Alors, est-ce que différentes régions des données sont supposées donner exactement les mêmes valeurs de paramètres à n'importe nombre de décimales? Non. Il y a de nombreuses raisons pour que nous attendions quelques différences, notamment le bruit aléatoire des mesures des détecteurs de Planck. Les tâches, qui tournent sur vos ordinateurs, effectuent des simulations afin de nous aider à comprendre exactement le niveau de différences attendues que nous devrions voir. Ensuite nous comparons cela avec les données réelles. Si les différences sont semblables, alors ΛCDM réussit un nouveau test de précision et nous restons admiratifs de la façon dont ce modèle simple fonctionne. Si, toutefois, on ne voit pas la cohérence, alors nous sommes très heureux parce que cela signifie que nous avons trouvé quelque chose d'intéressant! La possibilité la plus intéressante est bien sûr que nous obtenions des indices qui mettent le modèle en panne, ce qui pourrait amener à une nouvelle et meilleure compréhension de notre Univers.

 

Conclusion

 

Nous ne savons pas vraiment quel résultat nous obtiendrons.
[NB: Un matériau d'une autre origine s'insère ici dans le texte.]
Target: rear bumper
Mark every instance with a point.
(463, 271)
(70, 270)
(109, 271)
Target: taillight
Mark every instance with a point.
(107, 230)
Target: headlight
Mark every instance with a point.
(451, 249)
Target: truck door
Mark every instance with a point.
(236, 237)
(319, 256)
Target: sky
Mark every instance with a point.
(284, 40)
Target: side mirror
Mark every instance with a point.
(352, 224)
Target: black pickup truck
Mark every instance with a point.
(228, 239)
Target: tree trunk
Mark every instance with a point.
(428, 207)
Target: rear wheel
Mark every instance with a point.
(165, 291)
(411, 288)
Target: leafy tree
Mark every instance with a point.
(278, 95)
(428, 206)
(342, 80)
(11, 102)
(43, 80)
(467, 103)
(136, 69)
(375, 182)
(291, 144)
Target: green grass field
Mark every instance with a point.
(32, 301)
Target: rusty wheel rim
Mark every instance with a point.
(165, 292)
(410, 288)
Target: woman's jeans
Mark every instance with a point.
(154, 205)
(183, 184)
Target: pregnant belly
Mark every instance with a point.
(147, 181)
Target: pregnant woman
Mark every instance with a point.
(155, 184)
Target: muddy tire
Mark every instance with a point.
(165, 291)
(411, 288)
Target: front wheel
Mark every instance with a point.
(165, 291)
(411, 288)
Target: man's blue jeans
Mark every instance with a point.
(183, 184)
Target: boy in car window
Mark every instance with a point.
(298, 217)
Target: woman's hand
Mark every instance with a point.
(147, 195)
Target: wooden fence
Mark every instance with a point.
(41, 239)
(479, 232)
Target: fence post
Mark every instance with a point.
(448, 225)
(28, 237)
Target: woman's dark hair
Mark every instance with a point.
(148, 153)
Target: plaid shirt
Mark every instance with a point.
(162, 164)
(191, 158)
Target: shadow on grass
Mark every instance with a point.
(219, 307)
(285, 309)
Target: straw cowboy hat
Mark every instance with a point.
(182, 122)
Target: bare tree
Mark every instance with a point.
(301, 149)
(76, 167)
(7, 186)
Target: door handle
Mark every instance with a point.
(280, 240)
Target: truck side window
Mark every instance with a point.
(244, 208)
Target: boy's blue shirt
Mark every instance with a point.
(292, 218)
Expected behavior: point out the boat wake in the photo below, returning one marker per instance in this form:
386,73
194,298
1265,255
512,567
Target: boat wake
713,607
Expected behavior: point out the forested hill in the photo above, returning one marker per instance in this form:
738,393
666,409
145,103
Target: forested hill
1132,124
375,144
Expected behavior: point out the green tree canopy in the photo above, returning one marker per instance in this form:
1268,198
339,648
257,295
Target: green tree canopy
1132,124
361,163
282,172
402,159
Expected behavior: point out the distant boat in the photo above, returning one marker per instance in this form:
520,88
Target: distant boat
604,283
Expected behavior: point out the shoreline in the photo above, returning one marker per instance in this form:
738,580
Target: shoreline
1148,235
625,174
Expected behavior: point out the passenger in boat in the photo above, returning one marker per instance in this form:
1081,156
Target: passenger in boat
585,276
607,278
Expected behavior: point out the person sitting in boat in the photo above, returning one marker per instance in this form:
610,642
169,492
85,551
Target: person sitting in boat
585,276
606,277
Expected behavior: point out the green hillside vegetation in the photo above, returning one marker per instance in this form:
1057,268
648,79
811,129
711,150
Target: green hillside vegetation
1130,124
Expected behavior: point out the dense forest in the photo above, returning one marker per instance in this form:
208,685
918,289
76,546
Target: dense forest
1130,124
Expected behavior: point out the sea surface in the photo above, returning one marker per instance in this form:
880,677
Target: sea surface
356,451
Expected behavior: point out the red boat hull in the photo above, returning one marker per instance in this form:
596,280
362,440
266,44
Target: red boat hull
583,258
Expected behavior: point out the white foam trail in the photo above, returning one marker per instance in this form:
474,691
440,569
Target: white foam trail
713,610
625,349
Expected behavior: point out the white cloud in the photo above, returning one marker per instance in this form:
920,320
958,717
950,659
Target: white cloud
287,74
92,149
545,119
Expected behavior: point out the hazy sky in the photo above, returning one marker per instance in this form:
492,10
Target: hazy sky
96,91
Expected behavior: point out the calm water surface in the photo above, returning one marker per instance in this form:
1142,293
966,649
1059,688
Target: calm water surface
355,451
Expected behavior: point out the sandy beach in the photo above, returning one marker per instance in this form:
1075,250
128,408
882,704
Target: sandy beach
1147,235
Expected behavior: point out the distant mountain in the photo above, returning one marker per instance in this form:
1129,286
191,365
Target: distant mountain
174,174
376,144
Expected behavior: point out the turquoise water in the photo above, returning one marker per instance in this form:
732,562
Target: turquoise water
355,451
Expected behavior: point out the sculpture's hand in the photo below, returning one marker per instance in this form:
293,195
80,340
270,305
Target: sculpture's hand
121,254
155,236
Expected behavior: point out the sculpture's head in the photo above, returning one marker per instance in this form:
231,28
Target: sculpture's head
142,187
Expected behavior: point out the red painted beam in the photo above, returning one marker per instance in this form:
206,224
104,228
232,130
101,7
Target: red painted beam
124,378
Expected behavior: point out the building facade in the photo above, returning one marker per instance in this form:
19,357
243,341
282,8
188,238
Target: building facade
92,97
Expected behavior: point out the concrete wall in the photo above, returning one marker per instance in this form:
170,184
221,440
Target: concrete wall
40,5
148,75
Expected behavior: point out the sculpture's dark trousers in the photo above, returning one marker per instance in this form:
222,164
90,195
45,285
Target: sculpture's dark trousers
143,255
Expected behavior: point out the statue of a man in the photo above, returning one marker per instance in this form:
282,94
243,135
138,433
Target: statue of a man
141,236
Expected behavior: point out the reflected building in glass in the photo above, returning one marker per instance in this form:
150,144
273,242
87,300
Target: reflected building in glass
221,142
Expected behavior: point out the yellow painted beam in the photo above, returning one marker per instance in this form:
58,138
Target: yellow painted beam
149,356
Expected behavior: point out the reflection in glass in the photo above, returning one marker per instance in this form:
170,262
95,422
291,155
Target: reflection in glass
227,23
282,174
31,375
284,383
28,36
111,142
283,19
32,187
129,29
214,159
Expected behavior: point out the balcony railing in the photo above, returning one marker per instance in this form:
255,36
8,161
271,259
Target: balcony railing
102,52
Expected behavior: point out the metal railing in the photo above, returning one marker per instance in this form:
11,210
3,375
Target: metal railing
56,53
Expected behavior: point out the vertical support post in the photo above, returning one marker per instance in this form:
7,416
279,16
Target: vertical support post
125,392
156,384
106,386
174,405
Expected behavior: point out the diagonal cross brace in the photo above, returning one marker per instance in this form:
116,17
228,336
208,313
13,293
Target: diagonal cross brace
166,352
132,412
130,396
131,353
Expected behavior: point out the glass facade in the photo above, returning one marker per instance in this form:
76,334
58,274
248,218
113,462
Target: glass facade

Un calcul de ces différences attendues n'a jamais été fait à cette échelle, ni à cette précision. Une partie de la raison est que c'est une tâche coûteuse en calcul. L'analyse des données de Planck, une fois, n'est pas anodin, la faire pour environ 100 configurations différentes de filtres, et simuler ce processus des milliers de fois, l'est encore beaucoup moins! C'est bien sûr là où vous, en tant que bénévoles, entrez en jeu. Avec votre aide, nous serons en mesure de tracer cette répartition des changements. La première phase de ce calcul ne devrait prendre que quelques semaines à quelques mois. Selon ce que nous trouverons, nous pourrons étendre de diverses manières. Je suis impatient de voir ce que nous allons trouver!